We should both be encouraged, Alex, by the number of people who have responded positively to this post.

It matters to me! I have seen analyses indicating that poor grammar results in poor conversion rates. For example, within the US, consumers perceive poor grammar as an indication that the author was not a US native and therefore may be less trustworthy (sorry I didn't write this, just read it!). Grammar matters!

I can totally understand that. Even worse is stuff that has obviously been computer translated from a foreign language.

So very true as well!


Very good Phil! In my line of work I always strive to teach my students how to properly understand and then use English grammar correctly.

I am always correct though? The basics of English grammar are easier enough to understand, but when we start diving into the lesser used tenses things can become considerably more complicated.

But... and it pains me to say this, I honestly don't think in this day and age that possessing perfect grammatical skills are so important anymore!

If I happen to come across a certain article when researching or just browsing and there are a lot of glaring basic grammatical errors in the first couple of paragraphs, normally I would roll my eyes, then check out one of the competitions articles.

However, if the article was something I was very interested in, more than likely I would read on as long as I found it useful, intriguing and engaging!

Obviously, I would love to read a perfect piece, which made perfect grammatical sense and has answered all of my questions and more... after all, is this not what we all strive to produce as bloggers?

But no one is perfect (is anything perfect for that matter)? And as we are writing for 10-12 year olds anyway, keeping things simple is always the best policy!

Also, so many are so used to using abbreviations on a daily basis on social media platforms these days, they forget how to use (if they were ever taught to in the beginning) correct grammar!

Saying this (sorry my friend, it has turned into a bit of an essay)! I can forgive the occasional grammatical mistake, but with the tools we have available, they should few and far between!

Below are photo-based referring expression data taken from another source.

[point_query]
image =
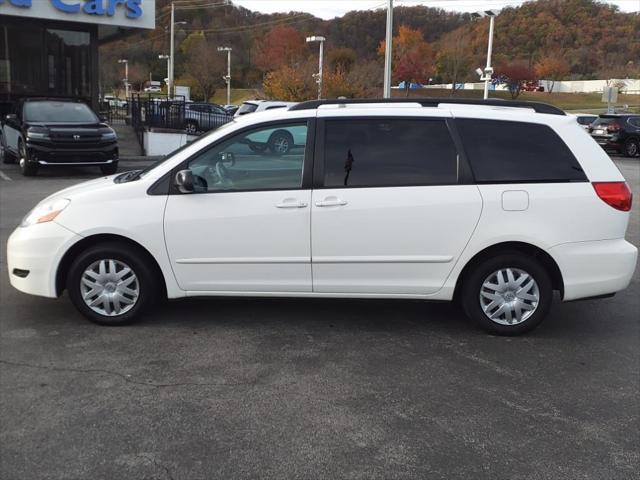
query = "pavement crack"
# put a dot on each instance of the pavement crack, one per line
(127, 378)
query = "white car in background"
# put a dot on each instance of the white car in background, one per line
(495, 204)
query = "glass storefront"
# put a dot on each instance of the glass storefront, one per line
(40, 58)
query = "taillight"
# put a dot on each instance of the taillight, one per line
(613, 127)
(615, 194)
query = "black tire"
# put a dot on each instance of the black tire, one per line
(27, 167)
(631, 147)
(191, 127)
(472, 286)
(280, 142)
(109, 169)
(146, 282)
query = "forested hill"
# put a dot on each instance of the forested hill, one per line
(596, 40)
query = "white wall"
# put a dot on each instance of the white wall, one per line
(160, 143)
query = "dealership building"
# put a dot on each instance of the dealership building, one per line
(49, 48)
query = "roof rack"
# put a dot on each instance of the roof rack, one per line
(538, 107)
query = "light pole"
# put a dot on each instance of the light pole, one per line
(488, 70)
(387, 51)
(167, 58)
(318, 75)
(126, 77)
(227, 77)
(172, 88)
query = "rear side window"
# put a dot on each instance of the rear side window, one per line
(517, 152)
(384, 152)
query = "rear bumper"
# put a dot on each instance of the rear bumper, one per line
(80, 155)
(591, 269)
(37, 250)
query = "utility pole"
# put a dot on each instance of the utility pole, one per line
(387, 51)
(318, 76)
(227, 77)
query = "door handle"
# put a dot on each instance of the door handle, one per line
(331, 202)
(291, 204)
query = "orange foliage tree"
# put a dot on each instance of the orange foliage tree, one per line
(283, 45)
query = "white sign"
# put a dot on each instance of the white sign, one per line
(117, 13)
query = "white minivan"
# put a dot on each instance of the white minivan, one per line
(495, 204)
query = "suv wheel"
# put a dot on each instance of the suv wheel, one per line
(27, 167)
(109, 169)
(509, 294)
(7, 156)
(191, 127)
(280, 142)
(632, 147)
(110, 284)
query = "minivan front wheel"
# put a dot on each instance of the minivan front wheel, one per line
(110, 284)
(509, 294)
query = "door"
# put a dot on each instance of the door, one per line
(391, 216)
(247, 226)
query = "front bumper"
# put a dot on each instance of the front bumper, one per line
(591, 269)
(92, 154)
(37, 249)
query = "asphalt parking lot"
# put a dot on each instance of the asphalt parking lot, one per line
(297, 388)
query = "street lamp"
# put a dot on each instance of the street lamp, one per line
(318, 76)
(485, 75)
(387, 51)
(171, 87)
(227, 77)
(126, 76)
(167, 58)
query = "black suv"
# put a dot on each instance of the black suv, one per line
(47, 131)
(619, 132)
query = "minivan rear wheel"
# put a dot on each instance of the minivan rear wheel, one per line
(632, 147)
(509, 294)
(111, 284)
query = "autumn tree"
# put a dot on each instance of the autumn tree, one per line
(552, 68)
(283, 45)
(290, 83)
(341, 58)
(413, 58)
(453, 60)
(204, 68)
(515, 75)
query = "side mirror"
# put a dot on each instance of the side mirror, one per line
(184, 181)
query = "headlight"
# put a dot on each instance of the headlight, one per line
(109, 136)
(45, 212)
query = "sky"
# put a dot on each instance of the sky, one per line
(335, 8)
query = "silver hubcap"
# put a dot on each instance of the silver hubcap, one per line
(509, 296)
(109, 287)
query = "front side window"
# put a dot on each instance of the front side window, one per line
(52, 111)
(388, 152)
(266, 158)
(517, 152)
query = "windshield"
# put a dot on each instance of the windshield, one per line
(247, 108)
(146, 170)
(52, 111)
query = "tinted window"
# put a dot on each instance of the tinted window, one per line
(502, 151)
(51, 111)
(267, 158)
(388, 153)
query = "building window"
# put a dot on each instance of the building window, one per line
(68, 56)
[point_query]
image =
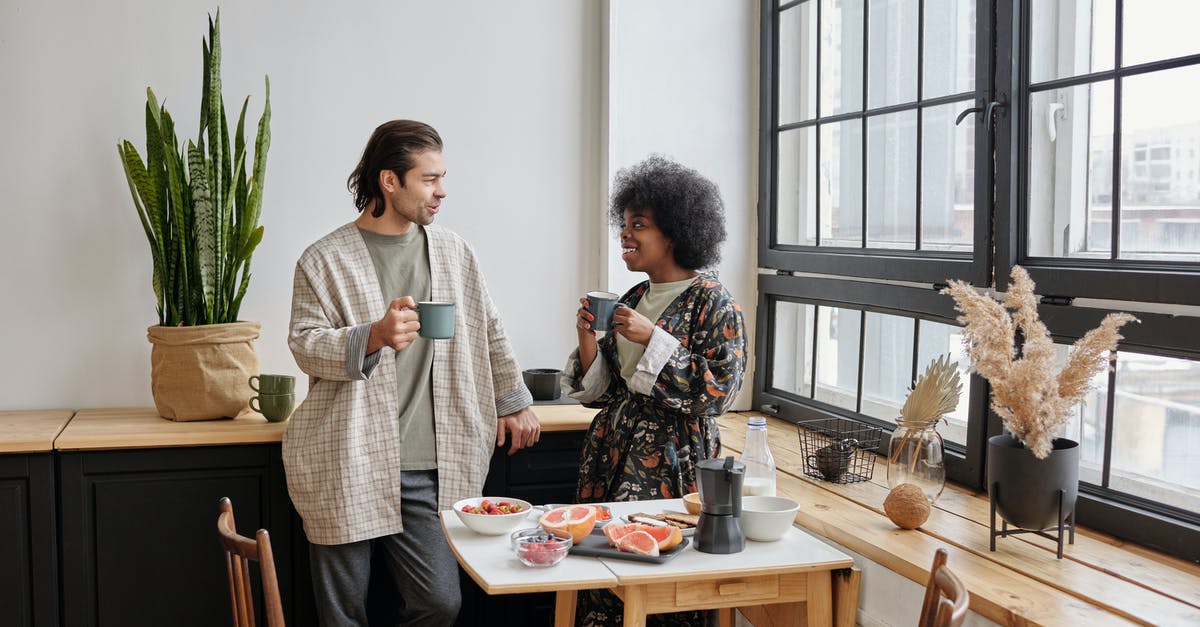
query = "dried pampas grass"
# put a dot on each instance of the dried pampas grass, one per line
(1031, 399)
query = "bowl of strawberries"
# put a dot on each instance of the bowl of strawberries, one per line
(492, 515)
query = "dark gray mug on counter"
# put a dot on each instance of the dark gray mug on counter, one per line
(544, 382)
(601, 305)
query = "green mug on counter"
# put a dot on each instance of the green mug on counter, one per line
(275, 407)
(273, 383)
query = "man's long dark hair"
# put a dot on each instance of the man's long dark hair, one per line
(391, 147)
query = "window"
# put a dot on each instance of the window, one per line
(909, 142)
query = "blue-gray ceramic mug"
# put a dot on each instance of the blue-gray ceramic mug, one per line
(436, 318)
(601, 305)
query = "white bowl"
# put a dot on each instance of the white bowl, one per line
(767, 518)
(492, 524)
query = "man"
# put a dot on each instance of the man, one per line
(395, 427)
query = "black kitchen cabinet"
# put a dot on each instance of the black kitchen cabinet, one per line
(545, 473)
(138, 533)
(29, 589)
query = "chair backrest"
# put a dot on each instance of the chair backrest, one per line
(239, 553)
(946, 597)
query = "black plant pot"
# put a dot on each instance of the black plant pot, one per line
(1025, 490)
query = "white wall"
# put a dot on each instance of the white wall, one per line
(517, 89)
(683, 81)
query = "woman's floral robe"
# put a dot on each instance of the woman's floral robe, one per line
(642, 447)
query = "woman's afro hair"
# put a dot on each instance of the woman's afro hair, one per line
(684, 204)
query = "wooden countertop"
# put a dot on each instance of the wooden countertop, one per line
(564, 417)
(143, 428)
(1101, 580)
(33, 430)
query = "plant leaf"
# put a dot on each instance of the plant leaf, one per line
(205, 225)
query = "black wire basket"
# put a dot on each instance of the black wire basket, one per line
(838, 449)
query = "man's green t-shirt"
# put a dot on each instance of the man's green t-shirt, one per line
(402, 263)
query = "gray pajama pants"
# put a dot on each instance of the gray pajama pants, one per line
(419, 560)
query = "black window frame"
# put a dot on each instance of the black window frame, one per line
(879, 263)
(1135, 280)
(867, 279)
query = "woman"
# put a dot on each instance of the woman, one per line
(673, 360)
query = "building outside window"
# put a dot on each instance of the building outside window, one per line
(909, 142)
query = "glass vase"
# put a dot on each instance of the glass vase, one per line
(915, 455)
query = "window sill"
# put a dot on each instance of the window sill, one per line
(1099, 578)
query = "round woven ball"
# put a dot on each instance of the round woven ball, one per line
(906, 506)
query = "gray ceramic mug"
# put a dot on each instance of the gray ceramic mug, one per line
(436, 318)
(601, 305)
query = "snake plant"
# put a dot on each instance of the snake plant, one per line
(198, 204)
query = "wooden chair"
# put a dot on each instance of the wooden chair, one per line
(239, 553)
(946, 597)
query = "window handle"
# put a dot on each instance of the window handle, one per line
(987, 112)
(1054, 113)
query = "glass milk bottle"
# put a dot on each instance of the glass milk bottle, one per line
(760, 473)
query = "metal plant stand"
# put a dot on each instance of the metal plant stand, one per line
(1065, 523)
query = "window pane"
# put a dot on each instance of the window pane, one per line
(841, 184)
(1159, 189)
(838, 356)
(892, 43)
(1072, 37)
(1159, 29)
(791, 369)
(797, 64)
(841, 57)
(935, 340)
(796, 187)
(1087, 422)
(887, 364)
(1071, 172)
(1156, 434)
(947, 202)
(949, 47)
(892, 180)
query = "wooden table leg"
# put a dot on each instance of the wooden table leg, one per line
(635, 605)
(820, 599)
(845, 596)
(564, 608)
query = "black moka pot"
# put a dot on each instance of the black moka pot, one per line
(720, 506)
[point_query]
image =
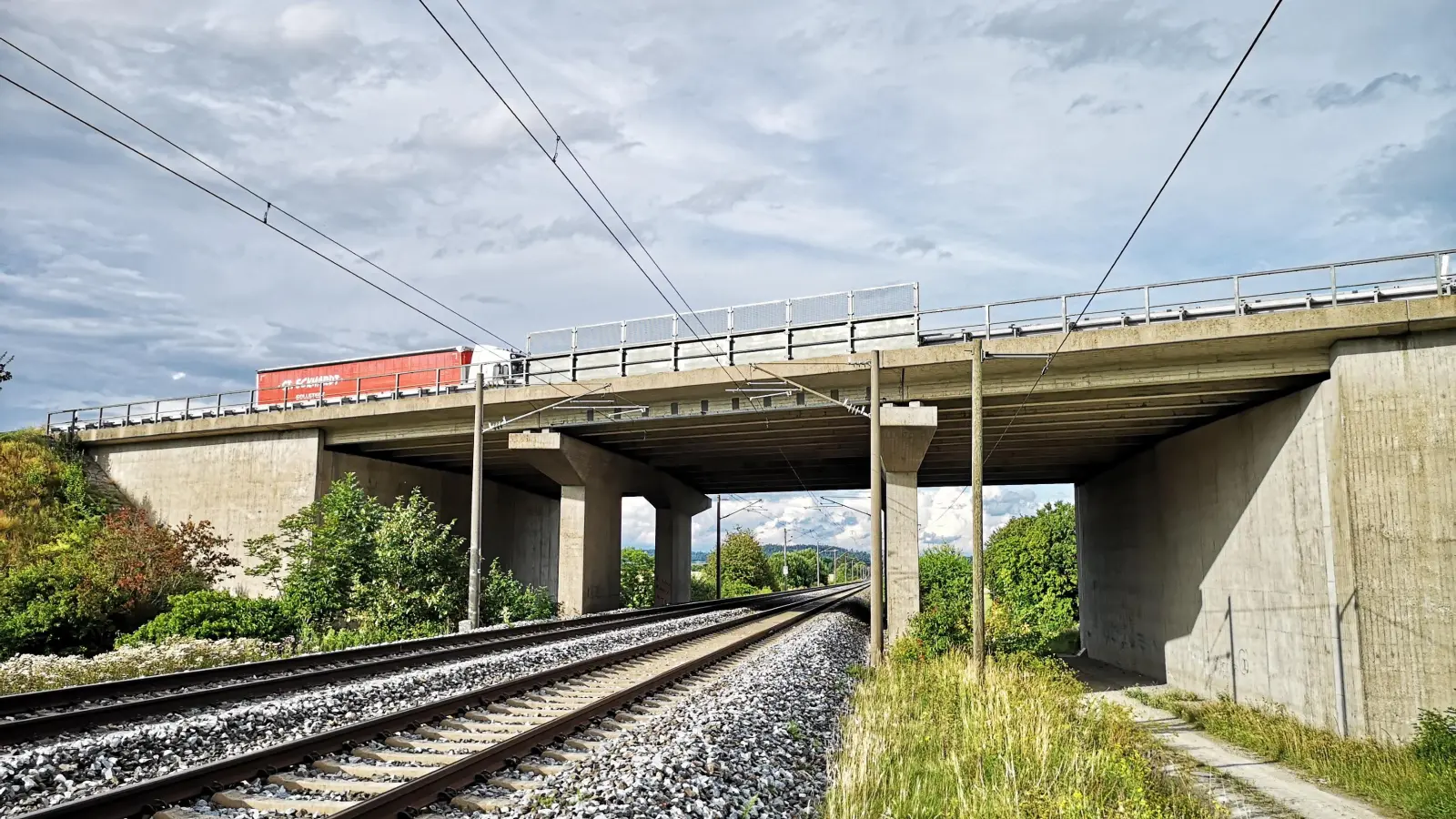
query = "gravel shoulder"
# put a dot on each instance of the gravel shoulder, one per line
(753, 743)
(53, 771)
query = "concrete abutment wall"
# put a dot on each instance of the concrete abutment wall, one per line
(1251, 555)
(244, 484)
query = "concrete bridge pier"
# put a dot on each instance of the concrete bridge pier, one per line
(593, 482)
(906, 435)
(673, 557)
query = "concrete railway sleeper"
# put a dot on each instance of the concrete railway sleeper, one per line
(412, 758)
(50, 713)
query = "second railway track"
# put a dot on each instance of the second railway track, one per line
(424, 756)
(51, 713)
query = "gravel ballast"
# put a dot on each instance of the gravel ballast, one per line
(43, 774)
(754, 743)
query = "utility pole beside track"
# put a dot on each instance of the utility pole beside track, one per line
(877, 564)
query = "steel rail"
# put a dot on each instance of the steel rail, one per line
(441, 784)
(146, 797)
(291, 673)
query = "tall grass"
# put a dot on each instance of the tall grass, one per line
(928, 739)
(1390, 775)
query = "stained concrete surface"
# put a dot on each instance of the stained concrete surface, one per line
(1300, 552)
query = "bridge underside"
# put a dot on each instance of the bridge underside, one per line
(1048, 439)
(1261, 500)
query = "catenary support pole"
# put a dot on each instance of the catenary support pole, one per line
(477, 506)
(718, 547)
(977, 552)
(877, 564)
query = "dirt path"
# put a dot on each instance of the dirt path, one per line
(1251, 787)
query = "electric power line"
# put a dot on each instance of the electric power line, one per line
(267, 201)
(1139, 227)
(582, 197)
(229, 203)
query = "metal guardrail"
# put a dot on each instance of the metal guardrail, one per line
(720, 322)
(815, 327)
(1410, 276)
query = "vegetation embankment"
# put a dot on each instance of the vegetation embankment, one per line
(84, 571)
(929, 739)
(928, 736)
(1416, 780)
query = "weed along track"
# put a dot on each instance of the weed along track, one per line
(53, 713)
(499, 741)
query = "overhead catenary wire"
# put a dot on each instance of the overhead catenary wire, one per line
(1139, 227)
(268, 205)
(229, 203)
(587, 201)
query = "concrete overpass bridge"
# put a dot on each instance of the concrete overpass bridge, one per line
(1264, 468)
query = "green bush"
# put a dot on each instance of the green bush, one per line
(734, 588)
(217, 615)
(703, 586)
(638, 579)
(328, 548)
(56, 606)
(743, 562)
(507, 599)
(420, 570)
(346, 560)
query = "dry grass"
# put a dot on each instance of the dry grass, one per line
(38, 672)
(926, 739)
(1390, 775)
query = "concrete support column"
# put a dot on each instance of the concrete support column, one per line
(674, 557)
(906, 433)
(593, 481)
(590, 555)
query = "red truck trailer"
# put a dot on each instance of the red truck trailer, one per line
(380, 376)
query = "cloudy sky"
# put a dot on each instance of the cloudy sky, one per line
(762, 150)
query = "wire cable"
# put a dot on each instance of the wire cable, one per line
(587, 174)
(594, 212)
(235, 206)
(268, 203)
(1139, 227)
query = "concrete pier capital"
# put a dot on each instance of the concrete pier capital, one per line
(593, 481)
(905, 436)
(575, 464)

If one takes their (there, or is it they're) ? Businesses seriously, I do believe that grammar matters at the end of the day!

You must be having a fantastic breakfast now as I hit the hay... have you tried my bacon, egg and asparagus recipe yet??

Take care and catch up soon Phil!

Thanks for this well thought out reply, Nick and I agree with everything you say, except that I'm yet to see a useful, knowledgeable article that's also full of errors. The two don't go hand in hand. However, writing simply is important as getting your knowledge across is what matters in the end.

I haven't yet tried your breakfast recipe, I'm afraid.